Daraus ein Zitat, das in der heutigen Medienlandschaft Seltenheitswert hat:

Climate change did not begin with the exhaust fumes of industrialisation, but has been a permanent feature of human existence.

Und Schlussworte, die uns zu denken geben sollten:

The Romans, too, thought they had the upper hand over the fickle and furious power of the natural environment. History warns us: they were wrong.

EIN lesenswerter Text, der deutlich macht, dass auch menschliche Blindheit, größeren Kontexten gegenüber, zyklisch ist – so, wie sich Geschichte nicht exakt wiederholt aber reimt. Offensichtlicher werdend gilt indes: Das Wesen des Klimas ist der Wandel, das Unwesen des Menschen dagegen ist das Umwandeln von Wesentlichem in Geld.

23 Kommentare zu “Stop Climate Change? Start Human Change!

  1. Vor den Römern gab es dasselbe schon mal mit dem Untergang der Hochkulturen der Akkader, Hethiter, Babylonier, Assyrer, Ägypter u.a. Es war ein goldenes Zeitalter internationaler Verflechtung und ausgedehnter Handelsbeziehungen rund ums Mittelmeer und darüber hinaus. Bronze hatte damals eine ähnliche Bedeutung wie heute Erdöl.
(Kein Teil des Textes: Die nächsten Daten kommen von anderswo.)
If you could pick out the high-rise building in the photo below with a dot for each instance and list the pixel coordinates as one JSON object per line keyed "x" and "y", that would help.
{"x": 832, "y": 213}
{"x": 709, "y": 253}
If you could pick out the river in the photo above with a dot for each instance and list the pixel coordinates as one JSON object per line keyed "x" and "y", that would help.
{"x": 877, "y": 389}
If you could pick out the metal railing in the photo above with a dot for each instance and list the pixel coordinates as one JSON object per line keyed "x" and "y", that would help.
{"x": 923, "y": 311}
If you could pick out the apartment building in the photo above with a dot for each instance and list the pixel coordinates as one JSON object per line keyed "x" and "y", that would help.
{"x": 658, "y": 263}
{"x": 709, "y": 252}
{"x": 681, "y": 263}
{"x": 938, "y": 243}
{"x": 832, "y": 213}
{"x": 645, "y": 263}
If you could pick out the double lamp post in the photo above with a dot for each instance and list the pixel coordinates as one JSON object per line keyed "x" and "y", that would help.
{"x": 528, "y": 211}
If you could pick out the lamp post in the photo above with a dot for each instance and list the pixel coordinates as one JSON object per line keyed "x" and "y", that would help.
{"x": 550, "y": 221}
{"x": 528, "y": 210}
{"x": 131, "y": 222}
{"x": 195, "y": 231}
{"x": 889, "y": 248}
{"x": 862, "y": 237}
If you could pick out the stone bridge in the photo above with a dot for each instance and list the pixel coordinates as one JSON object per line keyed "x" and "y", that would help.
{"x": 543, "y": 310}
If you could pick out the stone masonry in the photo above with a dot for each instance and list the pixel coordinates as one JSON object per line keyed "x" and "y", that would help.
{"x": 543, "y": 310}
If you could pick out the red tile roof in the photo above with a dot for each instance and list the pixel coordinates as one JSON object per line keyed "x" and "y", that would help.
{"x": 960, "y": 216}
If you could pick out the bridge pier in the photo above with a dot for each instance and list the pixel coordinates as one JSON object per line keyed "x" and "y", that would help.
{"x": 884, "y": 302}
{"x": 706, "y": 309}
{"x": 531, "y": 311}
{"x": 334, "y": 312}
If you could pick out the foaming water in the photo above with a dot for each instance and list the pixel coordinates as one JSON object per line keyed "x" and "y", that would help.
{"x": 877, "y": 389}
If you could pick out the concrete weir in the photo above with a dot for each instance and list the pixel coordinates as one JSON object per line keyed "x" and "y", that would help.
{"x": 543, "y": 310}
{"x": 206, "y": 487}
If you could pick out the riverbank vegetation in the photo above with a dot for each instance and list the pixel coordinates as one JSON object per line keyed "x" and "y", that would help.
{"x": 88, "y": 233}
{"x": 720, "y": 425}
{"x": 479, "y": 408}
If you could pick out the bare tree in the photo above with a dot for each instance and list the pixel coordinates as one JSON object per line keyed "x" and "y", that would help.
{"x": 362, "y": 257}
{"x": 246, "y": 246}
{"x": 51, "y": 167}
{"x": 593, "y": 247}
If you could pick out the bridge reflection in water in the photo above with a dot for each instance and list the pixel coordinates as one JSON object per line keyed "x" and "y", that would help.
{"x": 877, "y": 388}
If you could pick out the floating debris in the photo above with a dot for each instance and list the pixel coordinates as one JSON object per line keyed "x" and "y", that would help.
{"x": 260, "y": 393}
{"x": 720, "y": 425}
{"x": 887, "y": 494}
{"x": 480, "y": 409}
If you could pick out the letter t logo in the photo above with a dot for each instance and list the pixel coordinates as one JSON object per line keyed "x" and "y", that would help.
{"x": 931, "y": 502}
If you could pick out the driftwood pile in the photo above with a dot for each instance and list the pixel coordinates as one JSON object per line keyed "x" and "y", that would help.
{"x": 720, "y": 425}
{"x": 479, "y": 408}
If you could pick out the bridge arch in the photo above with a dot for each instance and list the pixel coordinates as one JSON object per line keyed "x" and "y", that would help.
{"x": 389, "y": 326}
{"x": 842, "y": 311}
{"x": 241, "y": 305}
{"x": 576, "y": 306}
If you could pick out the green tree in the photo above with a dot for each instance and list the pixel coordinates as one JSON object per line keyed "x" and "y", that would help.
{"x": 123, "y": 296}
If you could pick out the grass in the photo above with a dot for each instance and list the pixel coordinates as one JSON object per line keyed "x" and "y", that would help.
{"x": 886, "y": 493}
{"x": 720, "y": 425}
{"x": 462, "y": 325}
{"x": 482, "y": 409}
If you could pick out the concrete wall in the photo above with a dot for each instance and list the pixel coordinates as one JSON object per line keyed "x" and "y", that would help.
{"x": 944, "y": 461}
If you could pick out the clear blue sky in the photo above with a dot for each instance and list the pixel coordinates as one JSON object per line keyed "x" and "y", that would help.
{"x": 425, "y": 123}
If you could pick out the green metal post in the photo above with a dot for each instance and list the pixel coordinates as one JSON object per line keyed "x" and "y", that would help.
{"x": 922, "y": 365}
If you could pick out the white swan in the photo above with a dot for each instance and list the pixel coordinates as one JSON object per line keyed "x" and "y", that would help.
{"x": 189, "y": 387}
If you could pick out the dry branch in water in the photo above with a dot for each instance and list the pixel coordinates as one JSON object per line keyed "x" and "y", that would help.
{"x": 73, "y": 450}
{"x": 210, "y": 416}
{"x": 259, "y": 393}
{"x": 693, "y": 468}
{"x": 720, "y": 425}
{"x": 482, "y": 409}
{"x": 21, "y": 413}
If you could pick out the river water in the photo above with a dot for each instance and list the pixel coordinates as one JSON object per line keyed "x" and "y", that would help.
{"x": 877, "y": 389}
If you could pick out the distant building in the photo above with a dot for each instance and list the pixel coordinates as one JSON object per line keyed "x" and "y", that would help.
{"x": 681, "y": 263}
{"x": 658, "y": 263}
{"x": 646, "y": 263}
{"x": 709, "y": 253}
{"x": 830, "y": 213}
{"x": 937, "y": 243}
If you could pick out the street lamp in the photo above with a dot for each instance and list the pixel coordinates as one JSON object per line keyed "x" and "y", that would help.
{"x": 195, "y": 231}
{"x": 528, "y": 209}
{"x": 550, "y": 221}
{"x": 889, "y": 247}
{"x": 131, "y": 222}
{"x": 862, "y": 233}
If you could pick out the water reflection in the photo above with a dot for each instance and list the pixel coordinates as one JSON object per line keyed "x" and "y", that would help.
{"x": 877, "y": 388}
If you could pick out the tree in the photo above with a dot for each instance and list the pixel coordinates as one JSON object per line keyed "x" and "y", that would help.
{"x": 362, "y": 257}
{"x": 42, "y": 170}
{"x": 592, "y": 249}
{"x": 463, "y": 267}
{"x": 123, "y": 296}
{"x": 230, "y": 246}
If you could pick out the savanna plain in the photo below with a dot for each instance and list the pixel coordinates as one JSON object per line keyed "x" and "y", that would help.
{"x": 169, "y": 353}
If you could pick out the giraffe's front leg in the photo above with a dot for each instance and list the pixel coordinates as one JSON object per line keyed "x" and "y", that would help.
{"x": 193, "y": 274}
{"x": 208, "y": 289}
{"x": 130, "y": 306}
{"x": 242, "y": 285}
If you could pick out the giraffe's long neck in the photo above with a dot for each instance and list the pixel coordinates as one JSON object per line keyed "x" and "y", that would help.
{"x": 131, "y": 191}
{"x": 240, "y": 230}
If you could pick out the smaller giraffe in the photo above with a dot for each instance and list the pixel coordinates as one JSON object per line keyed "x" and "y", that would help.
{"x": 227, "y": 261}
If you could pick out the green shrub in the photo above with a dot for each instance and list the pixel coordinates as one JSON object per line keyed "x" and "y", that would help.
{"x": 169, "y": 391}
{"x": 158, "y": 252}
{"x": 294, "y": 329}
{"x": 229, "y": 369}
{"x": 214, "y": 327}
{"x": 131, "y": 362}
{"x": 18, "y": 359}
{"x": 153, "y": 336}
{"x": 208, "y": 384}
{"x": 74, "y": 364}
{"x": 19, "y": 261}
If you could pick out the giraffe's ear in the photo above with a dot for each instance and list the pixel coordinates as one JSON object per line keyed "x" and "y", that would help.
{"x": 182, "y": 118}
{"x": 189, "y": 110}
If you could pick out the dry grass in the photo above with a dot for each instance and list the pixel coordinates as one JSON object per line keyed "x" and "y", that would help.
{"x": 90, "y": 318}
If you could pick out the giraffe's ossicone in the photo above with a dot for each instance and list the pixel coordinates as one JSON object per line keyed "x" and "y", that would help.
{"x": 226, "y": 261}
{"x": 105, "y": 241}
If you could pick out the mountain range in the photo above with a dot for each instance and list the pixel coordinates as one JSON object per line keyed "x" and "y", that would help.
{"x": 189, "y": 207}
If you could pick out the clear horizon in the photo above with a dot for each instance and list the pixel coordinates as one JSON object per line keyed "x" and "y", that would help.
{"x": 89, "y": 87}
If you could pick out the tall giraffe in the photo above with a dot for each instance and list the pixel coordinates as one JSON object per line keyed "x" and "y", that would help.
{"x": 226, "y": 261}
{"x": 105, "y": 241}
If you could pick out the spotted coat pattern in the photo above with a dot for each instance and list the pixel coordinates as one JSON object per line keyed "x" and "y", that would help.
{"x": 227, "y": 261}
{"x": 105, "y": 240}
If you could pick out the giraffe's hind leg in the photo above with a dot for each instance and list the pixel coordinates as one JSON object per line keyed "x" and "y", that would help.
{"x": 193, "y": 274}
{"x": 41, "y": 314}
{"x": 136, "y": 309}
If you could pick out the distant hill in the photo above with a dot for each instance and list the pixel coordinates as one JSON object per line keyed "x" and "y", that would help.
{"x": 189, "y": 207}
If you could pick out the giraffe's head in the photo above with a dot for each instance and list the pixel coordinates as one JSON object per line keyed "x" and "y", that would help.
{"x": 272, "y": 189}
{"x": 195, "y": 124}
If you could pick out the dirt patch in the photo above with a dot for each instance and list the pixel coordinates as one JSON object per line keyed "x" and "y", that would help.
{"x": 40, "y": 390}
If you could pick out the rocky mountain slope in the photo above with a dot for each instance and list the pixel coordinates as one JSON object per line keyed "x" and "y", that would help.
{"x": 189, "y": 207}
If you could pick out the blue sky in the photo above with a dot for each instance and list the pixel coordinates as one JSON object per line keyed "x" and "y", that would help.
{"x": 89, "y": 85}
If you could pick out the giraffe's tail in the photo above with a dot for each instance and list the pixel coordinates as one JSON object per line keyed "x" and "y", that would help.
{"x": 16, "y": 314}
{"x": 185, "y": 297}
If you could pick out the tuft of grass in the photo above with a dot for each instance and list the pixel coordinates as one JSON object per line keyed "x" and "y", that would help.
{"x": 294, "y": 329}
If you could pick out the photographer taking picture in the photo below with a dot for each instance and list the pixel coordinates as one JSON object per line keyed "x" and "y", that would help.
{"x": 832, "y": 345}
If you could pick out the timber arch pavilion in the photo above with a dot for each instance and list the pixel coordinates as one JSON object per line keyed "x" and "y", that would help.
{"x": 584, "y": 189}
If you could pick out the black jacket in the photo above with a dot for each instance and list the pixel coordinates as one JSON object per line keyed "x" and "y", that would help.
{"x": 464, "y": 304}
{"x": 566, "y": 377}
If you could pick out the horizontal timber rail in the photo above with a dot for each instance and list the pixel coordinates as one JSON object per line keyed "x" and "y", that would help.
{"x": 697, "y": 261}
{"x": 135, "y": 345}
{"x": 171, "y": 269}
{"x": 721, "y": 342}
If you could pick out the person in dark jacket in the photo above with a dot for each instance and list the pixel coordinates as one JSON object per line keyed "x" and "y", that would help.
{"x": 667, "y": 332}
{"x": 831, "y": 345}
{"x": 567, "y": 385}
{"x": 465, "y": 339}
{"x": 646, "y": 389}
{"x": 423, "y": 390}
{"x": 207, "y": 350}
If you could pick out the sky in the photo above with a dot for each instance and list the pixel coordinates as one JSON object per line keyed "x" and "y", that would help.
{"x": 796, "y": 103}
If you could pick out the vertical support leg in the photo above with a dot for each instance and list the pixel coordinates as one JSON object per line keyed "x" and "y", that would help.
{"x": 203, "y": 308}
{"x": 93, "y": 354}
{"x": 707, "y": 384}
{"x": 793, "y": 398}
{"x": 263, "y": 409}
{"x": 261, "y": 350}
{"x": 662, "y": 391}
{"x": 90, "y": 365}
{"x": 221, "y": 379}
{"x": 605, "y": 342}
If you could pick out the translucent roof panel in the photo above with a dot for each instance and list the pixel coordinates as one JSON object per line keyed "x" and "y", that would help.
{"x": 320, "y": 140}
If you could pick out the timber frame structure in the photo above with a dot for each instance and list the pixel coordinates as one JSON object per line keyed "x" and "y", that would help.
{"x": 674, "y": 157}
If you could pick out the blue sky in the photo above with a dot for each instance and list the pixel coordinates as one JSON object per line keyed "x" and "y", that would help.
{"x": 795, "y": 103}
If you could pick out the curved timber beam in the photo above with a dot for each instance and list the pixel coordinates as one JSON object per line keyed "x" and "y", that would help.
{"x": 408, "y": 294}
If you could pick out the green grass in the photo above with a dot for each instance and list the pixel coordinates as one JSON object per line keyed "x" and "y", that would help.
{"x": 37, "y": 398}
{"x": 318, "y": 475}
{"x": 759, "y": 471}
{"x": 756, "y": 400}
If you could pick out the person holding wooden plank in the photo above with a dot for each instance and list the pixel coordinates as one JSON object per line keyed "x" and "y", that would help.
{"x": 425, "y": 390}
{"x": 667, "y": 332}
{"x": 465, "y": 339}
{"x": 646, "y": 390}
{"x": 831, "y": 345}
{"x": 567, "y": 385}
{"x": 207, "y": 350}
Es gibt viele Theorien, was den Untergang verursachte, und die Wissenschaft hat sich auf die Invasion der sog. „Seevölker“ eingeschossen, aber tatsächlich spielte auch bei diesem Kollaps der Klimawandel seine Rolle.

    Nach einer Klimaerwärmung kühlte das Klima in relativ kurzem Zeitraum rasch ab, was zu einer 300jährigen Trockenheit im Mittelmeerraum führte, mit Dürren, Ernteausfällen, Hungersnöten, Migrationsbewegungen und Kriegen. Es kam zu einem Systemkollaps, von dem sich selbst so ein globalisiertes, internationales, gesellschaftsübergreifendes Netzwerk wie das der Bronzezeit nicht mehr erholte.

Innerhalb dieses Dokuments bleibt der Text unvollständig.